Mot étrange, terrible, effroyable, que celui d’anathème.

Une ville vouée à l’anathème, en hébreu hérêm (חֵרֶם), subit un sort radical : les hommes, les femmes, les enfants et les animaux y sont tous mis à mort, et tous les objets précieux, l’or, l’argent et le bronze sont livrés au trésor du sanctuaire de Jérusalem. En français, le mot anathème signifie : « objet détruit ou victime immolée, offerts en expiation à une divinité ; objet de malédiction » et, par métonymie « acte par lequel un être est frappé de malédiction ». Il vient du grec ἀνάθημα, mot dont le sens littéral est « ce qu’on place par-dessus, ce qu’on offre en outre ». En hébreu, le mot חֵרֶם, ḥérêm, signifie « filetxvii ; destructionxviii ; chose consacréexix ». La racine en est le verbe aram « se défendre la jouissance d’une chose en la sacrifiant ; consacrer, sacrifier ; détruire, extirper ». Ses acceptions mêlent intimement destruction et consécration.
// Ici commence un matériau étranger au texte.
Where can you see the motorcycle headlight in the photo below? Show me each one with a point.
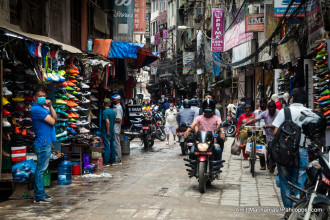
(202, 146)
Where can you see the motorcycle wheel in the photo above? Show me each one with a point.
(160, 133)
(300, 215)
(202, 177)
(230, 131)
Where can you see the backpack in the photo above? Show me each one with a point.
(285, 145)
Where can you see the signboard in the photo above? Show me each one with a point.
(147, 34)
(188, 61)
(236, 36)
(217, 29)
(281, 6)
(139, 16)
(254, 23)
(123, 11)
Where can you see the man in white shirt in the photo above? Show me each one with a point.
(298, 99)
(170, 122)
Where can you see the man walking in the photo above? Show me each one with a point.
(119, 116)
(170, 122)
(43, 121)
(108, 133)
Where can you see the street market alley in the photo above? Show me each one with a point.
(154, 185)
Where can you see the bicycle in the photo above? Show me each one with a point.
(253, 154)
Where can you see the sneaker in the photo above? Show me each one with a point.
(5, 91)
(43, 200)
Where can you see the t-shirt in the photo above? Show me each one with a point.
(110, 114)
(119, 115)
(295, 110)
(207, 124)
(268, 119)
(44, 132)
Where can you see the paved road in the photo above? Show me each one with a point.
(155, 185)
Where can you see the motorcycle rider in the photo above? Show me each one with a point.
(207, 122)
(186, 115)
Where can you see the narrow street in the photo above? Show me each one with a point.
(155, 185)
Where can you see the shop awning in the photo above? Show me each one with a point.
(15, 31)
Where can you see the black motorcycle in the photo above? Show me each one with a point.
(205, 168)
(315, 200)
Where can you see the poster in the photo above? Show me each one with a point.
(254, 23)
(217, 30)
(139, 16)
(123, 11)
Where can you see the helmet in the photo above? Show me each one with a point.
(186, 103)
(208, 103)
(193, 102)
(314, 127)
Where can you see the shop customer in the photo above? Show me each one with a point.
(119, 116)
(170, 122)
(108, 133)
(43, 121)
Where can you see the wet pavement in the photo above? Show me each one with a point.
(154, 185)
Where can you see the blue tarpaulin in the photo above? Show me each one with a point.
(123, 50)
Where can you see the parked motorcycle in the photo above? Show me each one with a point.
(315, 201)
(185, 143)
(205, 168)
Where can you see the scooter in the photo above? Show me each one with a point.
(205, 168)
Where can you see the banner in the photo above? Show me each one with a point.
(147, 34)
(217, 30)
(236, 36)
(254, 23)
(139, 16)
(123, 11)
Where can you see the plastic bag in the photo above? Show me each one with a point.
(235, 147)
(24, 170)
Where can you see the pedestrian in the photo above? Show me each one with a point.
(108, 133)
(170, 122)
(267, 116)
(43, 120)
(277, 102)
(119, 116)
(243, 119)
(297, 175)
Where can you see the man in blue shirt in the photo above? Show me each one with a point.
(108, 133)
(43, 120)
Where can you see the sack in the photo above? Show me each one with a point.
(285, 145)
(236, 147)
(24, 170)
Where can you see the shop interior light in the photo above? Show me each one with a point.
(13, 35)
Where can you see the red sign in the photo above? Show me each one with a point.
(139, 17)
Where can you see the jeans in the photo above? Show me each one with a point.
(109, 147)
(290, 174)
(43, 154)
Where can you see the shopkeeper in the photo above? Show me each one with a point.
(43, 119)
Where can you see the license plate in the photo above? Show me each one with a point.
(326, 180)
(203, 153)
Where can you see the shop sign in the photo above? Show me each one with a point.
(123, 11)
(254, 23)
(147, 34)
(242, 51)
(288, 52)
(236, 36)
(217, 29)
(156, 36)
(270, 21)
(282, 5)
(188, 61)
(139, 16)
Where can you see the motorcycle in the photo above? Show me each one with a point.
(185, 143)
(205, 168)
(314, 202)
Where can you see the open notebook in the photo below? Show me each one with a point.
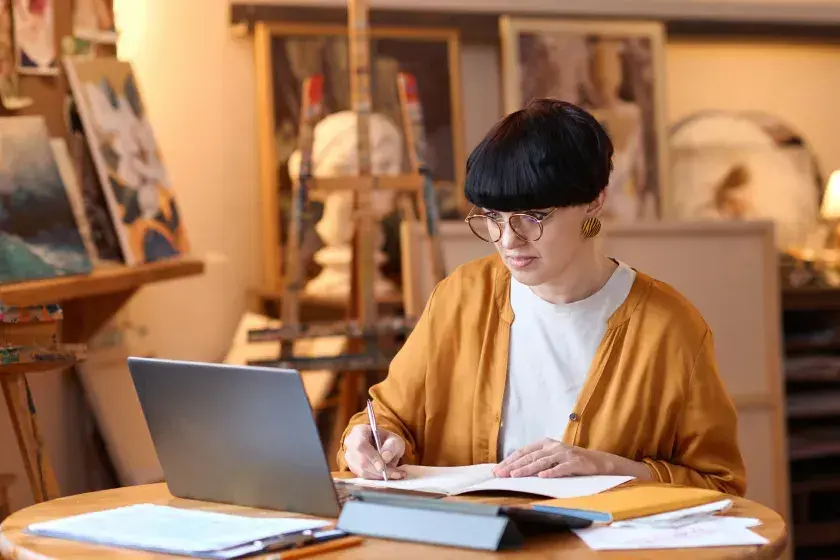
(451, 481)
Or, à Jéricho, Akân de la tribu de Juda prit des objets qui tombaient sous l’anathème. Sur le moment cela passa inaperçu. Mais bientôt après, l’armée conduite par Yehoshu‘a échoua à prendre la ville d’Aï, près de Bet-Avèn, et subit des pertes. Yehoshu‘a déchira ses vêtements, se prosterna face contre terre devant l’arche de YHVH, et se lamenta. YHVH lui dit : « Relève-toi ! Pourquoi rester ainsi prosterné ? Israël a péché, il a violé l’alliance que je lui avais imposée : Oui ! On a pris de ce qui était anathème, et même on l’a dérobé et même on l’a dissimulé, et même on l’a mis dans ses bagages. Eh bien, les Israélites ne pourront pas tenir devant leurs ennemis, ils tourneront le dos devant leurs ennemis parce qu’ils sont devenus anathèmes. Si vous ne faites pas disparaître du milieu de vous l’objet de l’anathème, je ne serai plus avec vous. Lève-toi, sanctifie le peuple et tu diras : Sanctifiez-vous pour demain, car ainsi parle YHVH, le Dieu d’Israël : L’anathème est au milieu de toi, Israël ; tu ne pourras pas tenir devant tes ennemis jusqu’à ce que vous ayez écarté l’anathème du milieu de vousxx. » L’affaire se termina fort mal pour Akân. Après avoir été découvert, il fut mis à mort ainsi que toute sa famille, sur l’ordre de Yehoshu‘a.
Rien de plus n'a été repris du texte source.